You could ask ChatGPT about the evolution of pedestrianized city centers and wow your conversational partner with thoughts on how there used to be a strong emphasis on car access and retail parking, but now the focus is shifting toward shorter commutes and reclaiming public space.
Buried treasure
If you hope to appear a fountain of wisdom but dread getting into the nitty-gritty of a subject, raising some deeply obscure knowledge can be an ace in the hole. People who obsess over a subject, whether a filmmaker, a historical period, or wine-tasting, all have their favorite bits of trivia, the more obscure the better. If you have one in your back pocket too, you’ll be able to fit in with real experts or stand out as one among those who aren’t.
So before that film festival, historical reenactment, or night of wine barhopping, you could ask ChatGPT, “What’s something that people who are deeply into this topic fixate on or care about that casual observers don’t even notice?” The answer is likely not what you’d expect, which is the point.

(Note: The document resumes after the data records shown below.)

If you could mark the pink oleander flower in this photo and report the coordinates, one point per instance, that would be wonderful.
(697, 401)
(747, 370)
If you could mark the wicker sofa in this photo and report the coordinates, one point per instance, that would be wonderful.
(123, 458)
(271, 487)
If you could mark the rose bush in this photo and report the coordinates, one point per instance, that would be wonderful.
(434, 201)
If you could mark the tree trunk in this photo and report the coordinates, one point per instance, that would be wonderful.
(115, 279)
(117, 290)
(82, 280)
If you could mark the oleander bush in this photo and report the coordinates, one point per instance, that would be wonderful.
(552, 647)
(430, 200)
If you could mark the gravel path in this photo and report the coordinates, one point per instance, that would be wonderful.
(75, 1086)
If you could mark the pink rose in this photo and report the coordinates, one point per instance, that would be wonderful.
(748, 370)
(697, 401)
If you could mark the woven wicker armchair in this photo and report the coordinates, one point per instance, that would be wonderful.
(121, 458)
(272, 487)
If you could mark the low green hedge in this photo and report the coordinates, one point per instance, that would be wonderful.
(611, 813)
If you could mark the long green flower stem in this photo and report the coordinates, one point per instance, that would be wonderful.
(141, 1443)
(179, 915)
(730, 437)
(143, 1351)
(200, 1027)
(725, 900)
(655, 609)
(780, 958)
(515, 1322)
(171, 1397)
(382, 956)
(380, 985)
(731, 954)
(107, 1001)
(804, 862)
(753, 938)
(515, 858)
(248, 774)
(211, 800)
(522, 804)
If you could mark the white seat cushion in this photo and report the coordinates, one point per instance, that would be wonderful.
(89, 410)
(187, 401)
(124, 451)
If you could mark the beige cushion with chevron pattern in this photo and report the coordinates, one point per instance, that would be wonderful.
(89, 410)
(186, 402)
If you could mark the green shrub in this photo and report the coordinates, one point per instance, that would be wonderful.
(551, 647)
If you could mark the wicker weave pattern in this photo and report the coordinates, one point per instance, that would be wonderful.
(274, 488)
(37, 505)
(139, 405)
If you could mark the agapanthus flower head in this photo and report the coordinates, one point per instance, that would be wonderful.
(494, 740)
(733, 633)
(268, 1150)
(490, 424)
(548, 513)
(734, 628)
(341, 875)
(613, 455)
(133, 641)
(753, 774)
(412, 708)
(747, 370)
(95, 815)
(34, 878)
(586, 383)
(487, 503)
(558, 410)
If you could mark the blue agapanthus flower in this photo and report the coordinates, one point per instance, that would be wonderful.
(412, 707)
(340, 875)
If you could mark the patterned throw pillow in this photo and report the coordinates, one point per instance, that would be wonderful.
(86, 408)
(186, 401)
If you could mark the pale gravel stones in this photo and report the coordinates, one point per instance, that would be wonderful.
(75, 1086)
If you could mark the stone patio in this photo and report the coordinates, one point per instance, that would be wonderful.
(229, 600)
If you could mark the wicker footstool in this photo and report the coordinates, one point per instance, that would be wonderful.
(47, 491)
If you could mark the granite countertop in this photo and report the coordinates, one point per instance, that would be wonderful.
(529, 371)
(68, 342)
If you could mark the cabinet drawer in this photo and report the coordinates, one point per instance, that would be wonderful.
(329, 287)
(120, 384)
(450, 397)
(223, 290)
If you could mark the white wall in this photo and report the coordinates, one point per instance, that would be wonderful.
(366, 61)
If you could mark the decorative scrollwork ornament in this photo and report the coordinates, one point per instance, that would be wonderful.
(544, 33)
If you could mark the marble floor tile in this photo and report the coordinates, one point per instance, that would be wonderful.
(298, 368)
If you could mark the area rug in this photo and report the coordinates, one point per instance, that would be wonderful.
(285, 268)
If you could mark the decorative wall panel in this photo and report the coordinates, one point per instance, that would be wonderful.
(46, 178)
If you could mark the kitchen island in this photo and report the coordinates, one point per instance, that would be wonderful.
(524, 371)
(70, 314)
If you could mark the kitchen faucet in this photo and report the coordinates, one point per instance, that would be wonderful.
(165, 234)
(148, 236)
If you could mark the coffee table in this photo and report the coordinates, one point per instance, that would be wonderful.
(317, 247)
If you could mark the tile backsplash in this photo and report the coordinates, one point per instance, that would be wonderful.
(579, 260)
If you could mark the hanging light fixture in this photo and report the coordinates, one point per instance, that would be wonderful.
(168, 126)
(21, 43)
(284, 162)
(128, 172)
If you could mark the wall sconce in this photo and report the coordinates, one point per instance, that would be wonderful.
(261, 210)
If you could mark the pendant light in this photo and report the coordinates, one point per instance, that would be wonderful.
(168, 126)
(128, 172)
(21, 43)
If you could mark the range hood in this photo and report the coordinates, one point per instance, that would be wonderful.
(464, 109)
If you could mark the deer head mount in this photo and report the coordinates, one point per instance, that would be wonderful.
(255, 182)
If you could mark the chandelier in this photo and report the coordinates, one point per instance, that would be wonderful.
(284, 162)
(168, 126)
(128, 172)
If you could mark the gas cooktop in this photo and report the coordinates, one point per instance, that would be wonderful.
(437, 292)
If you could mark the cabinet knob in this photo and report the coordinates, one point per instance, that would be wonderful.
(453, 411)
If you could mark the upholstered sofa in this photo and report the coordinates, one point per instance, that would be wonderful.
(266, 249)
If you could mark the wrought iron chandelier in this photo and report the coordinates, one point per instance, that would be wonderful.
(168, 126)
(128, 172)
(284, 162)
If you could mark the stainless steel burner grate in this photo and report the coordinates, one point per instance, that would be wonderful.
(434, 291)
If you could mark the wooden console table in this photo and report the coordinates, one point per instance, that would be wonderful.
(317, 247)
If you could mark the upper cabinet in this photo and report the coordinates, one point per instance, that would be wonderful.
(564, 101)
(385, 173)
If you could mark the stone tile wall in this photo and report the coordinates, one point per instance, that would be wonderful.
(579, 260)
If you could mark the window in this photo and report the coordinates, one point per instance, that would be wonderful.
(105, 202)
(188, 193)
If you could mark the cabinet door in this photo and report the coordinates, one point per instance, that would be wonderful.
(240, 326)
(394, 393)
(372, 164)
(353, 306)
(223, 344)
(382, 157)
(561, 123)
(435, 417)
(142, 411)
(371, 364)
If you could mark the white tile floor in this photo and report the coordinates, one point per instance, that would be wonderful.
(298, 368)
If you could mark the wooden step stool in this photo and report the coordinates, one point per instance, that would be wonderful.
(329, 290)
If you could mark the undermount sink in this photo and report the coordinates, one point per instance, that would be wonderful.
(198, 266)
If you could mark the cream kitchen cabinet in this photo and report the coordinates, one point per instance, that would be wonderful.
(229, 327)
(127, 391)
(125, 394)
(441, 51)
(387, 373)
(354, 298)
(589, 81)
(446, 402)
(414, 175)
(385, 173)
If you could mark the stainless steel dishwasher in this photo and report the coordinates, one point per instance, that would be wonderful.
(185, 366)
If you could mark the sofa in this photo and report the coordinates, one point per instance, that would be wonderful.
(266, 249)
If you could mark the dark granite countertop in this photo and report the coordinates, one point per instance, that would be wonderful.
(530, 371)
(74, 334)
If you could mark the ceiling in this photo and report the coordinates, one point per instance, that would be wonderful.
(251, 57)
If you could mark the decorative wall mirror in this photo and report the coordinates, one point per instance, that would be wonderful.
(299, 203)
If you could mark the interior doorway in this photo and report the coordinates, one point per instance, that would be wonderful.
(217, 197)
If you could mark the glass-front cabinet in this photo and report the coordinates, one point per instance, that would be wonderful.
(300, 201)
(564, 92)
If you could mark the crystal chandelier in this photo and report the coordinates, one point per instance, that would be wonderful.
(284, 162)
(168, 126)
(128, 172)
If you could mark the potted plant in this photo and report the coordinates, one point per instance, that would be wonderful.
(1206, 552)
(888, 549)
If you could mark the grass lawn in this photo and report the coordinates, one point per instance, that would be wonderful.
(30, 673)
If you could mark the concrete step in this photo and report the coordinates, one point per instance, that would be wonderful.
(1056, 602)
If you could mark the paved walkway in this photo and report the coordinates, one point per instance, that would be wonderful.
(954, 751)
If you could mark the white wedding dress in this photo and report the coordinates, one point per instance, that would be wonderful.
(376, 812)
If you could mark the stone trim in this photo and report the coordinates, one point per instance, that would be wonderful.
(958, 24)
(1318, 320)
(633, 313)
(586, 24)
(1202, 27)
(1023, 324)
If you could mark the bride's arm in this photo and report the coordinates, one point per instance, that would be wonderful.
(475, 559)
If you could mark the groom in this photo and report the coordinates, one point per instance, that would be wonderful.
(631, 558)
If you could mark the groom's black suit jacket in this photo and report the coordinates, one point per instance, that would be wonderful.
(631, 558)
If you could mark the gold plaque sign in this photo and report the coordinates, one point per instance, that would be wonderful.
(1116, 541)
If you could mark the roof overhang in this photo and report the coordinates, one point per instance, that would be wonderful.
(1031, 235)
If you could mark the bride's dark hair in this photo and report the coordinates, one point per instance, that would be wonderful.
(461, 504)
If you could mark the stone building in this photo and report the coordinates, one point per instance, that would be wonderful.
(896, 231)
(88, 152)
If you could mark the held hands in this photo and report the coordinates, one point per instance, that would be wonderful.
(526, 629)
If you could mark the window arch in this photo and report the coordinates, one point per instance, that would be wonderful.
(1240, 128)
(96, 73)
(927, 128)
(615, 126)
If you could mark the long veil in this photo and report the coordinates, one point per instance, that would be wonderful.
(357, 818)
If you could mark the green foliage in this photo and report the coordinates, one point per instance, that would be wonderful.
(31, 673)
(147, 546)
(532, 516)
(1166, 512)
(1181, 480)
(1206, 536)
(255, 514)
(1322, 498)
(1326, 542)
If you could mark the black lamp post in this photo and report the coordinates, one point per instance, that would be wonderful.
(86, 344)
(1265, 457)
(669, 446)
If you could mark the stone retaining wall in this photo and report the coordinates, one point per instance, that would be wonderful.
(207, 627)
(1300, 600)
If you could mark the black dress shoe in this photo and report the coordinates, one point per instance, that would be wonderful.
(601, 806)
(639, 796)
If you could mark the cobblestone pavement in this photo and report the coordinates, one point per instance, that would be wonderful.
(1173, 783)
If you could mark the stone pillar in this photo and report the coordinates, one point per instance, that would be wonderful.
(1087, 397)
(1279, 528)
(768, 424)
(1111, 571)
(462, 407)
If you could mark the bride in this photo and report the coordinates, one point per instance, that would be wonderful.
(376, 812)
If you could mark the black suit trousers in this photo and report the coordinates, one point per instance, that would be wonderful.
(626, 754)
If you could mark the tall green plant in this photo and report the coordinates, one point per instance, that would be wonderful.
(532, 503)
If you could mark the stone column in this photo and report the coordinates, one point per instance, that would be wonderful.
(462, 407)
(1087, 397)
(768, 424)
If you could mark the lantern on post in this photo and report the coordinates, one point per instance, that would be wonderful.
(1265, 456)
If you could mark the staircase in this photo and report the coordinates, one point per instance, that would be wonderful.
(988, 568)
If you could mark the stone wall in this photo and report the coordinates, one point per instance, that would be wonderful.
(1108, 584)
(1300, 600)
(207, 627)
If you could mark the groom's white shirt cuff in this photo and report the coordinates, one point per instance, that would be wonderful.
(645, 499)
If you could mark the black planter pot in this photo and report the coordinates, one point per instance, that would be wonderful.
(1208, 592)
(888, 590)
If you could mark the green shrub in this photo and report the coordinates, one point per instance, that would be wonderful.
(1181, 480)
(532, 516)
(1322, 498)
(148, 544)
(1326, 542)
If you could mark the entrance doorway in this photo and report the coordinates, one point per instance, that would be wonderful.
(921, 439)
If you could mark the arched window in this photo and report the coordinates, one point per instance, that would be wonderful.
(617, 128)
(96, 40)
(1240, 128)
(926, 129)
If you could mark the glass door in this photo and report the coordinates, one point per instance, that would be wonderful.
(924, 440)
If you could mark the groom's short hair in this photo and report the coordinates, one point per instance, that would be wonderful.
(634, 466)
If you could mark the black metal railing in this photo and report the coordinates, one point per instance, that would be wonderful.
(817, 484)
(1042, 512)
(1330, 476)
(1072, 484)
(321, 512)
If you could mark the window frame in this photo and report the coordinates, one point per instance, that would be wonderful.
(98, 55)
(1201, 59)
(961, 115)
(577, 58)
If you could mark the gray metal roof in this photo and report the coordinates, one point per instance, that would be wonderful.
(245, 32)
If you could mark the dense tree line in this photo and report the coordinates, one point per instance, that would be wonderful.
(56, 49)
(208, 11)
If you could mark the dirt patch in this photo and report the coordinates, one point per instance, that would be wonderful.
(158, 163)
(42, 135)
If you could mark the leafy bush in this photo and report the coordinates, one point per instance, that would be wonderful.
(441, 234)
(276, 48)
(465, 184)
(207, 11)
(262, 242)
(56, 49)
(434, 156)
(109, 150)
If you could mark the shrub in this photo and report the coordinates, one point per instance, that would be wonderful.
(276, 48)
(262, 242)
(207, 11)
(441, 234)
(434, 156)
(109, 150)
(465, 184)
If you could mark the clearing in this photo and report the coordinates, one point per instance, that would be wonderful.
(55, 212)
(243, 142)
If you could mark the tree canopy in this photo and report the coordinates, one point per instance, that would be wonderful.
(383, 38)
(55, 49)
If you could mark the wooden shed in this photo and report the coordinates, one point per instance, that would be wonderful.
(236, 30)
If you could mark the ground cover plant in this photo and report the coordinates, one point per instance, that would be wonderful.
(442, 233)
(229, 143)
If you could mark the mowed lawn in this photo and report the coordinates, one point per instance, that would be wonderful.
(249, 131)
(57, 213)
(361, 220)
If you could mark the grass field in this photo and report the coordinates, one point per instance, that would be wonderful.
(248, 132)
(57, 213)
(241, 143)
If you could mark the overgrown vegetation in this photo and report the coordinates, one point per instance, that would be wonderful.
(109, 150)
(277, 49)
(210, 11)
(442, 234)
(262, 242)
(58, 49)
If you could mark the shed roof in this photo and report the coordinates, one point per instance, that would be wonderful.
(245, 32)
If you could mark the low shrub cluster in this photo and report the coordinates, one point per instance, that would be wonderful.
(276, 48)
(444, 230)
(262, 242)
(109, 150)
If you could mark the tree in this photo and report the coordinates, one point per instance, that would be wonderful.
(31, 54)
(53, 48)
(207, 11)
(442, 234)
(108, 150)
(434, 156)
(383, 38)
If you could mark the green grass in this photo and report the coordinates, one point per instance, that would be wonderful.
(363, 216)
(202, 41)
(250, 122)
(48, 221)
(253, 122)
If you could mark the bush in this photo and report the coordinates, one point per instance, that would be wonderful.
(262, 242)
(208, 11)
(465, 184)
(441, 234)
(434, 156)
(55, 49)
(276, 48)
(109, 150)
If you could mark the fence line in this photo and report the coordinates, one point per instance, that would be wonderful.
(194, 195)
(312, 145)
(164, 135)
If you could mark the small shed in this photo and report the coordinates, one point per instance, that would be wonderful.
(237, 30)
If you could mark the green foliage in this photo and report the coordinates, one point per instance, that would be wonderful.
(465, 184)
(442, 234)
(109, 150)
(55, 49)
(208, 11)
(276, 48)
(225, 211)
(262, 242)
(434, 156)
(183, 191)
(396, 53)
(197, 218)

True expertise, as anyone who’s ever fallen down a Wikipedia rabbit hole knows, is often hyper‑specific. It’s not just knowing that 18th-century violins are valuable. It’s knowing that some people only perform in certain venues where there are Baroque humidity conditions to ensure they have the authentic tension curve, or that a fountain pen might not be as valuable if it’s using an ebonite feed system.
The goal isn’t to deceive, usually. Rather, it’s about channeling the level of specificity that real experts bring, because specificity always sounds smarter. That’s why corporate speeches full of buzzwords sound like an hour where nothing is said.
And you don’t just sound clever using these prompt tricks. They can actually whet your appetite for real learning without denting your confidence. This isn’t about faking your way through life or bluffing your way into a panel at Davos. It’s about not letting circumstantial limits stop you from participating.
Yes, these could just be ways of fooling people into believing lies. But I think they help you build expertise, not just perform it. Once you’ve asked what the internal debates are, what changed over time, and what tiny bit of knowledge the greatest experts enjoy sharing, you might start to care about the topic enough to pursue real expertise.
If you do it often enough, you’re not faking knowledge; you actually have it.